Some of New York's Federal courts have articulated this rule as follows:
"[U]nless it can be demonstrated that a corporate official has 'some unique knowledge' of the issues in the case, 'it may be appropriate to preclude a deposition of a highly-placed executive' while allowing other witnesses with the same knowledge to be questioned." Retail Brand Alliance, Inc. v. Factory Mut. Ins. Co., No. 05 Civ. 1031, 2008 WL 622810, at *5 (S.D.N.Y. Mar. 7, 2008) (quoting Consol. Rail Corp., 1993 WL 364471, at *1); see also Harris v. Computer Assocs. Int'l, Inc., 204 F.R.D. 44, 46 (E.D.N.Y. 2001) ("Depositions of high level corporate executives may be duplicative, cumulative and burdensome where the person sought to be deposed has no personal knowledge of the events in dispute.)"
The rationale for this rule is relatively straightforward:
"[P]ermitting unfettered discovery of corporate executives would threaten disruption of their business and could serve as a potent tool for harassment in litigation."
That said, this rule is not without exception, such as where the high-level executive has independent knowledge of the issues involved in the litigation.
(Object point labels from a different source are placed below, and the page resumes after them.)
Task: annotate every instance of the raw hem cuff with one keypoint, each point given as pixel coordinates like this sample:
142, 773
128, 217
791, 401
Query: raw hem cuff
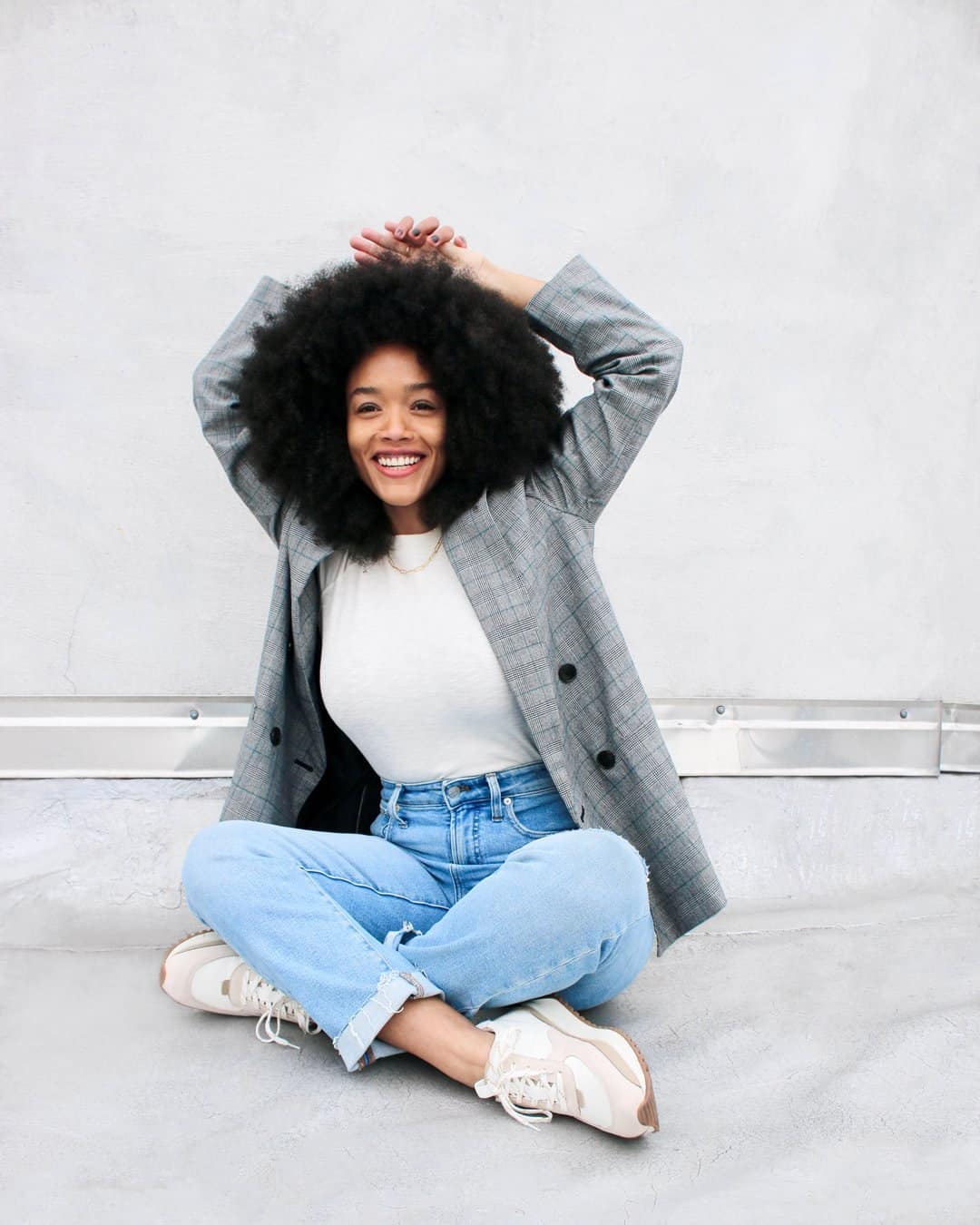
394, 989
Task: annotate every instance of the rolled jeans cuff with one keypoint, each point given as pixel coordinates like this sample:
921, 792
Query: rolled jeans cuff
394, 989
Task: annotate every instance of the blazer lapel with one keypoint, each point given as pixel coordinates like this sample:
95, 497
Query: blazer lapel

Under those circumstances, the courts have followed the broader doctrine favoring wide latitude in the discovery phase of litigation.
A Word of Caution
There is one other thing to bear in mind here, particularly if you are involved in a commercial litigation before New York's courts. As of April 1, 2015, New York's Commercial Division adopted Rule 11-d, which is modeled after the rules governing Federal court actions, and limits the number of depositions afforded to each side of the litigation, and also limits the amount of time allowed for each deposition.
More specifically, the general rule is if you seek the deposition of a corporate entity, you will be limited to 7 hours' worth of total testimony from that entity, regardless of how many witnesses you depose during that time. Absent special permission from the Court (or the other side's agreement), the only other way to secure more than 7 hours' testimony from a corporation would be if the witness you seek to depose has independent, personal knowledge of the facts in your case.
At the risk of stating the obvious, the takeaway for litigants is this: choose your witnesses, and the amount of time you spend on each witness, wisely.